Chapter 1 #2

I stood behind the bar and pulled my lips back from my teeth. It probably looked like a smile to anyone not paying attention.

My phone buzzed in my apron.

Mrs. Park

Dinner ate, meds taken. She's watching the show with Pickles. She says hi and tell the rich people to share.

I almost laughed out loud. Sabrina. Sabrina. Don't cackle at your phone behind a bar at a wine auction.

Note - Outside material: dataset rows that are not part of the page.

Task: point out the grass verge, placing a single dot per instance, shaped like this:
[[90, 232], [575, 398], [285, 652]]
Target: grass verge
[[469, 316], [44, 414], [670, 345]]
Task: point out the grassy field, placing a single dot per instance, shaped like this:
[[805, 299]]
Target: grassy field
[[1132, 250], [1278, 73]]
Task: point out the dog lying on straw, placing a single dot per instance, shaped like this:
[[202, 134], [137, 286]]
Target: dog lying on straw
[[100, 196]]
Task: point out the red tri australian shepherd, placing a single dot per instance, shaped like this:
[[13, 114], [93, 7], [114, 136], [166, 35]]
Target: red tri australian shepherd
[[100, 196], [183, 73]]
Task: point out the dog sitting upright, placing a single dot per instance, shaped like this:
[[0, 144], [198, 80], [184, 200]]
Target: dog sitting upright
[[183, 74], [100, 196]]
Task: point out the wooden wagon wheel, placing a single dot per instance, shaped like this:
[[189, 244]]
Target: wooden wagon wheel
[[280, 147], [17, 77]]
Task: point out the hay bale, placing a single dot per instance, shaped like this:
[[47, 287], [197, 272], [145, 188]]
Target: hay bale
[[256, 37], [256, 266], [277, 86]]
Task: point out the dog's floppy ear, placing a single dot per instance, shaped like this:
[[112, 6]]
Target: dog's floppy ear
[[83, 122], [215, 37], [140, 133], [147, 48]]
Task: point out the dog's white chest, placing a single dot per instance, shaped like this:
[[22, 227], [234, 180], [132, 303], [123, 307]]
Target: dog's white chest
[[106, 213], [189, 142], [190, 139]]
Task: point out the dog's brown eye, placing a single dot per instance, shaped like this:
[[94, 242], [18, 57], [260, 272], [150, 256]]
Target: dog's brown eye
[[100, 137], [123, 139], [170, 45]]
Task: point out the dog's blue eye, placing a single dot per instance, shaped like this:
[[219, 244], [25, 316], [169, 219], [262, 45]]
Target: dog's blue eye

It’s not normal.

I tapped a quick reply.

Sabrina

Tell her I love her.

I put the phone away.

That was when he sat down.

I clocked him before he'd made eye contact.

The suit alone would've done it—charcoal, expensive without announcing itself, cut to his shoulders.

His hair was light brown and looked like he'd run a hand through it on purpose.

He was clean-shaven, smelled good, and looked, frankly, like a man doors opened for.

He raised one finger without looking at me. "Negroni. Light on the Campari, half ounce of Punt e Mes instead of the Carpano, orange peel expressed and dropped, no cherry."

I stared at him and tilted my head.

Who the hell orders a drink like that?

I made it.

I made it specifically to spec because I was a professional, and if you make it wrong on purpose, it just gives them more to talk about. I slid it across.

He picked it up, sniffed it, and took a sip. Then paused for a second.

His gaze drifted to the side, lips parted a fraction before he breathed out slowly.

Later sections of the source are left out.